Good luck and keep us posted!
 
Thanks for the reply

well if you don't plan on upping the revs or changing the cam, you shouldn't need stiffer valve springs.

someone with more experience will chime in, but your two biggest concerns with valve springs are float (more lift or higher rpm) needs a stiffer spring or a spring with a different resonance point (beehive)

and spring crash, which comes from having too much lift and not enough spring travel.

neither of these should be concerns using a stock cam at stock rpm.

that maverick has been discussed on here before and most of us think there is more to that engine than meets the eye. Head porting, bigger valves, cam, shoot one guy on here blew a hole in the cylinder wall at about 400 hp, so don't expect to bolt on a big turbo and run 10 second passes.

Good luck and keep us posted!

I have always felt the Maverick has had more going on then readers are led to believe. It's a great story though.

Back to the valves springs. If I do plan to get more revs out of the stock cam (is it worth it) any recommendations?

Also I don't plan on big boost. Just plan on something semi reliable and for the occational burnout :D
 
I ordered a set of 903-12 comp springs for my stock cammed engine $50.00 cdn or soo, pulled the p/n from one of comps larger cams.
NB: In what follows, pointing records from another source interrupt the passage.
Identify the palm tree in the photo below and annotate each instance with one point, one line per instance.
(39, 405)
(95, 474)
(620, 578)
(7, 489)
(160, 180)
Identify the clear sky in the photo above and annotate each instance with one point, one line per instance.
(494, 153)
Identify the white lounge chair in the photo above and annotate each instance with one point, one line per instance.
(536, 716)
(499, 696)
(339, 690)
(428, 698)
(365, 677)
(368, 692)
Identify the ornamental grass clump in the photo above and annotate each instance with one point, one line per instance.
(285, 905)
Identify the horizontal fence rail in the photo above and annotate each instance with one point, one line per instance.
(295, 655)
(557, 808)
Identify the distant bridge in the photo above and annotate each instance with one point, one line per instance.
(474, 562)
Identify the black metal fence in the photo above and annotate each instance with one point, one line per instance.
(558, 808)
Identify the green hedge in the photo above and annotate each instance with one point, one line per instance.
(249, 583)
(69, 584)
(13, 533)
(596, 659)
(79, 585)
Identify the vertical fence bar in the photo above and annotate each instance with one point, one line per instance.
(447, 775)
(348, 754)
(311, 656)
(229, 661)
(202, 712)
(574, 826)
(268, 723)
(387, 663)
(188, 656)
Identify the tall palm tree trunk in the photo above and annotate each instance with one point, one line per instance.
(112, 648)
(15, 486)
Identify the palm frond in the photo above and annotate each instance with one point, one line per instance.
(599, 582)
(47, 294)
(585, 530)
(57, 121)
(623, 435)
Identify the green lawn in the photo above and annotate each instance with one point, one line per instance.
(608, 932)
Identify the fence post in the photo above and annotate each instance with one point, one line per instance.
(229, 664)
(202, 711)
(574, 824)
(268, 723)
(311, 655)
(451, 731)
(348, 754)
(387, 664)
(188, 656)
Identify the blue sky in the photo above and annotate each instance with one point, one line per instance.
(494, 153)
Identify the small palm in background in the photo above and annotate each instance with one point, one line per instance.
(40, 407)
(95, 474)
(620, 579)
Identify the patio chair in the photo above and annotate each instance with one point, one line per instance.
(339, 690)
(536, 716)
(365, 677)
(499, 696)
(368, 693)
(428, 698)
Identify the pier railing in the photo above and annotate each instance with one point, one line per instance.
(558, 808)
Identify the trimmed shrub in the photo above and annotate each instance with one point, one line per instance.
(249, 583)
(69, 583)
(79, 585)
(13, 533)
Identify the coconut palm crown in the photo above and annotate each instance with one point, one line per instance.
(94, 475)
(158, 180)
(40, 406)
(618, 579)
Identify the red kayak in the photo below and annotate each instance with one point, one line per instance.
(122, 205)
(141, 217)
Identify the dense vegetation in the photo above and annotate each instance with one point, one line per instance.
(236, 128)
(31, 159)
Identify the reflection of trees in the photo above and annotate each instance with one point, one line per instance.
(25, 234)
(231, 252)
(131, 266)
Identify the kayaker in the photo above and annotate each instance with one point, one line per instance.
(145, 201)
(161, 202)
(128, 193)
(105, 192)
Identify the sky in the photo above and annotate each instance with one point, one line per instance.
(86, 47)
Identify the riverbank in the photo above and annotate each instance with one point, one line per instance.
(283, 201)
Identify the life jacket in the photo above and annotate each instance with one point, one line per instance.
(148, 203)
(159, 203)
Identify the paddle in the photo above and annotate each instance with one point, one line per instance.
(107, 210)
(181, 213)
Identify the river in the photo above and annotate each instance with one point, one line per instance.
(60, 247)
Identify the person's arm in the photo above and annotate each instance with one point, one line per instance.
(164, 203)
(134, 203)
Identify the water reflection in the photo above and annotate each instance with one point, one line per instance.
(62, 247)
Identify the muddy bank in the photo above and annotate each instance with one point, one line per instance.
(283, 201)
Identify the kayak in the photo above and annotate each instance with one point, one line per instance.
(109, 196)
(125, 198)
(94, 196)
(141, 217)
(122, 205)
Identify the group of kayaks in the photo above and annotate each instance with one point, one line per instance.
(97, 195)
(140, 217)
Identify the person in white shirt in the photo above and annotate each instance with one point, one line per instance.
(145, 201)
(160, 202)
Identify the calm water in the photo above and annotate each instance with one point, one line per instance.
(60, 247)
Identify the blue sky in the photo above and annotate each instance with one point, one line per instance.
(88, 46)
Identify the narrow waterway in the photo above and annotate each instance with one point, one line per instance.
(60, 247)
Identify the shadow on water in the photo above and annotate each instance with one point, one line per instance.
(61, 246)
Noticed with the turbo that the engine easily breaths in the higher rpm's (feels like a v8) cheap insurance to floating some valves. Im sure there is better springs out there but for something that will bolt on with an extra set of intake retainers figued they will be more than ok for a starting point.

Comp 903-12 (box label)
seat load: 80lbs @ 1.700"
Open: 212 @ 1.250"
Spring rate: 293 lbs/in
coil bind 1.125
 
Applying boost pressure to the back of the valve has the same effect as lowering your spring rate.

Example:
If you have a valve with a surface area of 2 sq inches and apply 7psi boost to the engine, you will effectively reduce spring pressure by 14lbs.

I have always upgraded springs on a turbo car, and have never worried the springs after assembly!
 
Link to the thread with a block failure at 400hp please?? That makes me worry about my build. I've seen that maverick in person, Lebanon valley is my home track, even though its in another state lol it's the closest one. The guy makes a pretty convincing story of it being mostly stock. One thing to consider. His boost level is around 20psi and he's running race gas. Most turbo builds on this forum have never been dyno'd but the stock fuel pump has been maxed out on many trucks, which is good to roughly 300 hp. This is done on pump gas with boost under 12 psi on engines with no exotic work. A big part of what makes that maverick so fast is the car itself is set up very well, I think it's pretty light, it hooks hard, goes straight, and shifts fast. I wish turbob or jonl would dyno their trucks.
 
after doing some reading and such i found that the 903-12's are basically a stock replacement spring for this truck. a new spring is still better than a 20 year old one.
however, i decided to change things up. found these guys after some searching and measuring, they are a single ovate spring, and require new retainers and the spring seats to be cut in to 0.834" about, as they are quite a bit narrower. also if i remember they were relatively cheap so i decided to throw in 10 degree keepers and retainers. :beer:
http://www.compcams.com/Products/CC-%27 ... %27-0.aspx
 
Have you already changed to a all metal timing gear set??

you stock cam gear (Fiber) will not last long with stiffer valve springs than stock.
 
You betcha, had to change them out after i re rung the engine. The truck back fired and stripped a couple of the fiber gear teeth, made such a racket sounded like a couple rod bearings went, when it was running. Went to a cloyes gear set, both gears are steel vs a steel/aluminum set. Definately a difference in the noise/ harmonics changing out the fibers.